Só se derramam lágrimas quando se vê o caixão.
(P.S.: Peço que adicionem aos favoritos, ***...)
— Está certo, realmente precisamos definir isso o quanto antes. Na minha opinião, o jovem Dênis é uma boa escolha, deve ser capaz de assumir o cargo de vice-diretor.
Compreendendo a intenção de Henrique, Valter não teve escolha a não ser retribuir, embora por dentro sentisse um amargor intenso, como se estivesse sendo manipulado por Henrique a seu bel-prazer. Dênis Andrade havia sido deixado de lado justamente por conta de Valter, permanecendo esquecido no Gabinete Administrativo. Agora, era ele mesmo quem precisava desfazer sua própria decisão anterior. Não era isso o mesmo que dar um tapa na própria cara?

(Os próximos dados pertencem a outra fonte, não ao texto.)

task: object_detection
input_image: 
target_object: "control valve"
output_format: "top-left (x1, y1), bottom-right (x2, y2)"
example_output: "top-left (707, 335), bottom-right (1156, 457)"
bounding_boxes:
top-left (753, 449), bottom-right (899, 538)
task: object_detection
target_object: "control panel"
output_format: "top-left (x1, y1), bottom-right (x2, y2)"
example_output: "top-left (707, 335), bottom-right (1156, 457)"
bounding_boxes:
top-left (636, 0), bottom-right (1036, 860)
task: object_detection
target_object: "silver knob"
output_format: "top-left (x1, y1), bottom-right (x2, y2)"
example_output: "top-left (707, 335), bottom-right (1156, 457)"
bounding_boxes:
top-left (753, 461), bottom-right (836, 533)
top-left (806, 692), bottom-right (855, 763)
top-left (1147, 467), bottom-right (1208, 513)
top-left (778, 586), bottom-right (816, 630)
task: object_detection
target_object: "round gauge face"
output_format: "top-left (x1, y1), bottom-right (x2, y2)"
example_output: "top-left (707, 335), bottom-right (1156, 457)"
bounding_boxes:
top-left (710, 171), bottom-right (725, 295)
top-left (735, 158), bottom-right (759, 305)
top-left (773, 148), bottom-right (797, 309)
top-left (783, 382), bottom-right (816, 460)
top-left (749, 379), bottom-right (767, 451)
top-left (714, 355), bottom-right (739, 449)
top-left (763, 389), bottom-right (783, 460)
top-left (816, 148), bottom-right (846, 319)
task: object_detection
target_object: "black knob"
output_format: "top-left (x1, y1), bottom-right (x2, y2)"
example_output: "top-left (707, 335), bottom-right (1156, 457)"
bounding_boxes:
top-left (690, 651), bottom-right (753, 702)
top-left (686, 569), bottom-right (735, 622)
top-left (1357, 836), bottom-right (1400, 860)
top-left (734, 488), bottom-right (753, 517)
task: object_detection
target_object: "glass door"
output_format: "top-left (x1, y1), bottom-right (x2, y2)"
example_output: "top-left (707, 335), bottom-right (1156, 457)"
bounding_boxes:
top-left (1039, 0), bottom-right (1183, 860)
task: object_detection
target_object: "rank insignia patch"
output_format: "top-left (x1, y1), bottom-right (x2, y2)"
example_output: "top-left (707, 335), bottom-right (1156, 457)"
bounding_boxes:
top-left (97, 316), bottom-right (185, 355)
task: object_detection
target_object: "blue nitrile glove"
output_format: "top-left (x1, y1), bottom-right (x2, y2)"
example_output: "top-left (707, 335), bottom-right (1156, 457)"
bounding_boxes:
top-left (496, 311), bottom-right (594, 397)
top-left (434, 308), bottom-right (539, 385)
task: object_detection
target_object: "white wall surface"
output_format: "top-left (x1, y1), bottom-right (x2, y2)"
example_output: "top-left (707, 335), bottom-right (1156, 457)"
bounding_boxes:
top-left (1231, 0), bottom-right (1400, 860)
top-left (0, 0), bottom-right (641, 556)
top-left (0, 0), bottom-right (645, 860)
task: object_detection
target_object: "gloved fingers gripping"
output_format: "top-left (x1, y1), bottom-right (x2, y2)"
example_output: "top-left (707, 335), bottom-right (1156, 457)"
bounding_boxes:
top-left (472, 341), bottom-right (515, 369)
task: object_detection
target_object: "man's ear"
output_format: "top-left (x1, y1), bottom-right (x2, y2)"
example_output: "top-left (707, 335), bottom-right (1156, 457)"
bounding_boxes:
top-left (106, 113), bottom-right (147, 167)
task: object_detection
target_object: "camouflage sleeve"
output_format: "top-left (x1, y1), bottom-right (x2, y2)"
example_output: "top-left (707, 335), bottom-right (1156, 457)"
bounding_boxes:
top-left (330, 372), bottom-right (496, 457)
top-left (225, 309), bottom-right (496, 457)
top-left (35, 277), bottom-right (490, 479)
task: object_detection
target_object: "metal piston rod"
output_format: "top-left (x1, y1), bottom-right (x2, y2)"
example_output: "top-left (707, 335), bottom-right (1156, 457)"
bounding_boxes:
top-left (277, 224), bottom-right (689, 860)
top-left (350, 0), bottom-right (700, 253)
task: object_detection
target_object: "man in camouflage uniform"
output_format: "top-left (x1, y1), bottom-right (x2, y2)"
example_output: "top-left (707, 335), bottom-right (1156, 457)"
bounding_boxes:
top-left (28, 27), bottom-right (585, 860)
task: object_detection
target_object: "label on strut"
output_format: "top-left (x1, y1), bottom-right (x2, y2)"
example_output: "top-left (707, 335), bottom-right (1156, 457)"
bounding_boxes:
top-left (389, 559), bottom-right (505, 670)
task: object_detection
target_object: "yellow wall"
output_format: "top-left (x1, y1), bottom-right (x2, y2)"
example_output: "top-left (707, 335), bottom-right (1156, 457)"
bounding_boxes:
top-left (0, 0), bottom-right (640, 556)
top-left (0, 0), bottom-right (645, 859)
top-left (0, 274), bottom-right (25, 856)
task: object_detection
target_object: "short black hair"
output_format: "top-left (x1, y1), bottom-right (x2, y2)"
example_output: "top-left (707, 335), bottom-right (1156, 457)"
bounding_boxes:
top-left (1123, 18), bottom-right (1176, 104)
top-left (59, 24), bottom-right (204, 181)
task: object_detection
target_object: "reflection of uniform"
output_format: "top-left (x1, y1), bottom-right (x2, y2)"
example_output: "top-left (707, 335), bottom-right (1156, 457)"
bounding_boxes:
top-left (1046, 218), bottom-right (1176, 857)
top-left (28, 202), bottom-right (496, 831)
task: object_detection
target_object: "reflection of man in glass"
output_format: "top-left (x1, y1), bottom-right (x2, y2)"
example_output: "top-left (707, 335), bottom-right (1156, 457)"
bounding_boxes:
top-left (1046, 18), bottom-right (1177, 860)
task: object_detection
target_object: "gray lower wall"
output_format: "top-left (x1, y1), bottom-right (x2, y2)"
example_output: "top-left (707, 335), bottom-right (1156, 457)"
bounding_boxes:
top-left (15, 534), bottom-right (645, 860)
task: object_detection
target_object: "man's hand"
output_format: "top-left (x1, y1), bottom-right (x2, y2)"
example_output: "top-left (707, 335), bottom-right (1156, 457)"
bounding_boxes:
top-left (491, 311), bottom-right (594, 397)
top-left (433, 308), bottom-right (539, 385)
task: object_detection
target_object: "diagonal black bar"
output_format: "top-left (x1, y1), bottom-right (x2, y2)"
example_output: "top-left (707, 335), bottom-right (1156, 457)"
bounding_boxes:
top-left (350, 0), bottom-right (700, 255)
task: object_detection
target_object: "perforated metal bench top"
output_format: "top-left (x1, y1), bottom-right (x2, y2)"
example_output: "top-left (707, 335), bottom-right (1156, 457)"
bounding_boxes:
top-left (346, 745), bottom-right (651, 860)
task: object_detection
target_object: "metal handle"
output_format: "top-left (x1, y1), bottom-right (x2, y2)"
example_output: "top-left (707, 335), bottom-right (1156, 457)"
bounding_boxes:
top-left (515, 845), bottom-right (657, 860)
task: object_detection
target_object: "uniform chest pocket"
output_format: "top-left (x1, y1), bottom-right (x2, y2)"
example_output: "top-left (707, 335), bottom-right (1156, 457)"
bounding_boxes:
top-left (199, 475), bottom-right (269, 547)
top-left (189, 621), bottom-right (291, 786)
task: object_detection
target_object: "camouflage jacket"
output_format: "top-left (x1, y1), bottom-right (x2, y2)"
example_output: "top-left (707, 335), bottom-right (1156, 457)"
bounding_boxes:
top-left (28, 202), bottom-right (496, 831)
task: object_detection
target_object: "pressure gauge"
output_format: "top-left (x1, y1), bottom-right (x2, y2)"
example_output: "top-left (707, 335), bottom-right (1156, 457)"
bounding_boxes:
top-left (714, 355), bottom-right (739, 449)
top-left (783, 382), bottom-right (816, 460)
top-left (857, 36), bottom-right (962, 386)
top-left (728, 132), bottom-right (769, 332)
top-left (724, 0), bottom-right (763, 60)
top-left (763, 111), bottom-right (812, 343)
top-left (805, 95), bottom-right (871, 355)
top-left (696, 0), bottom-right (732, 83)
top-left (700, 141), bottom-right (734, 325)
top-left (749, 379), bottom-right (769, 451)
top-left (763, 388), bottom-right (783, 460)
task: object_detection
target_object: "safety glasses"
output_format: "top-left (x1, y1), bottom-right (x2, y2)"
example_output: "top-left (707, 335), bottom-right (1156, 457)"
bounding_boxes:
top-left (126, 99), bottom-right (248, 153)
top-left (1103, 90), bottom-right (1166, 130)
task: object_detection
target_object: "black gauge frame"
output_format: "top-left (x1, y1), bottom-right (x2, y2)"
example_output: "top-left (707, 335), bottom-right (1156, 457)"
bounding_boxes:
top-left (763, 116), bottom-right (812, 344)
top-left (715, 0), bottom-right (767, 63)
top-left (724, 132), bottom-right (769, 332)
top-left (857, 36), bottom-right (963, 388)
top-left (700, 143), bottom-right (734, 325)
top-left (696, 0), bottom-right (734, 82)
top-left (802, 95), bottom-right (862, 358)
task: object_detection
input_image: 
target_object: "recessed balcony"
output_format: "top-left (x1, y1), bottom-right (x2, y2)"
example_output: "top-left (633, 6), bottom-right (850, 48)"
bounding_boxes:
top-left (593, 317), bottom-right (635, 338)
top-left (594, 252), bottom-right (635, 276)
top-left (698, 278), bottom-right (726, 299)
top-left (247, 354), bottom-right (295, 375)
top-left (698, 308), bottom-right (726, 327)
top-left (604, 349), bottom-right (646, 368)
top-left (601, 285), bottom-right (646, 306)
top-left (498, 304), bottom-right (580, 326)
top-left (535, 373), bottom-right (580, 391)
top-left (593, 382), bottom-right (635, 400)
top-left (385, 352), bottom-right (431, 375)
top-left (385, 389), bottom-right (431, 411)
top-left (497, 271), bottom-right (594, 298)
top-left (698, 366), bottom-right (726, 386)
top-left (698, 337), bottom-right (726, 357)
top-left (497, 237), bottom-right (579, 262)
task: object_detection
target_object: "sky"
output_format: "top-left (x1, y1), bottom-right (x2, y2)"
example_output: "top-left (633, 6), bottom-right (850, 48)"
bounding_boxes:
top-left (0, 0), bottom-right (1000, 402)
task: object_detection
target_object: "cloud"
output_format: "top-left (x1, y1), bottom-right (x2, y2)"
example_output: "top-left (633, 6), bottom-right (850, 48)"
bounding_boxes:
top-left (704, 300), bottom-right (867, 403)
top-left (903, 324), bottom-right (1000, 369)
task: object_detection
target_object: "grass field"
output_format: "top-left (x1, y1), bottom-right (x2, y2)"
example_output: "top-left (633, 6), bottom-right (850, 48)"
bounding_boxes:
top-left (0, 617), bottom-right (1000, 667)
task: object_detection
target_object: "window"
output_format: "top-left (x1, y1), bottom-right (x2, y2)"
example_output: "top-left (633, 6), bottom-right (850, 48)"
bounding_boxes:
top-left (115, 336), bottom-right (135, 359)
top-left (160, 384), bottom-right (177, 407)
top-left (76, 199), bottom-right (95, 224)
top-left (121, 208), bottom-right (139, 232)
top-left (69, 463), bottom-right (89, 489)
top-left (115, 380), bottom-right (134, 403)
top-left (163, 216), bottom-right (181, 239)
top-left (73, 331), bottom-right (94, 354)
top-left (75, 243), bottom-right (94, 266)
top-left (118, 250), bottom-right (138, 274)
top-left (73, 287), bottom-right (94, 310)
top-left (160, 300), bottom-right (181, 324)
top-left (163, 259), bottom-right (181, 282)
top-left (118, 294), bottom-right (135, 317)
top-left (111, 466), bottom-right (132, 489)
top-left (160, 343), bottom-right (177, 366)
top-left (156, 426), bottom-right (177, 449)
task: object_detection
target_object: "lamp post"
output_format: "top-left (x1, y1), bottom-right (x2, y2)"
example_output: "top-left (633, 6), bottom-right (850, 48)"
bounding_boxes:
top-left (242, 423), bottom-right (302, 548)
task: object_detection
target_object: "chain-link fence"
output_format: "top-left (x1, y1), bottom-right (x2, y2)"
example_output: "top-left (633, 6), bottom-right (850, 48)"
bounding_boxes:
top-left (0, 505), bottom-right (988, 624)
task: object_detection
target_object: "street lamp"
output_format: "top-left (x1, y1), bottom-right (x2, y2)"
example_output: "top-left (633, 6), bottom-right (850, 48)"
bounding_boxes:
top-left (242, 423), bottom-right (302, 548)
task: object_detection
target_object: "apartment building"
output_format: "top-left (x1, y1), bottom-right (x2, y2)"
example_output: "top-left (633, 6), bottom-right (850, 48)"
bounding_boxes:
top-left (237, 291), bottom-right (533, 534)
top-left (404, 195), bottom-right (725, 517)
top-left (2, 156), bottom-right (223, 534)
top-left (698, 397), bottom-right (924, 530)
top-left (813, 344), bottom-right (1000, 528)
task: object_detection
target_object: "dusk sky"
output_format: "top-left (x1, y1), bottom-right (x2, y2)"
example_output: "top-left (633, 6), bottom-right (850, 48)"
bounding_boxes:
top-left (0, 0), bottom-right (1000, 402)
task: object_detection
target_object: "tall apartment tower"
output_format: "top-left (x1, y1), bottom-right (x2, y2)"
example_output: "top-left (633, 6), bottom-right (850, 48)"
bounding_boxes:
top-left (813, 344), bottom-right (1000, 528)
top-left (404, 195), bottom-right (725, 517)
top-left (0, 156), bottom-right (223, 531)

No entanto, diante das circunstâncias, Valter só podia engolir o orgulho e dar um tapa em si mesmo.
Assim que Henrique saiu, Clara Xavier entrou apressada no escritório de Valter.
— O que ele veio fazer aqui?
Valter tragava o cigarro, com um tom sombrio:
— Ele veio tratar do assunto do vice-diretor.
Os olhos de Clara se arregalaram, tomada de indignação, mas logo sua expressão vacilou.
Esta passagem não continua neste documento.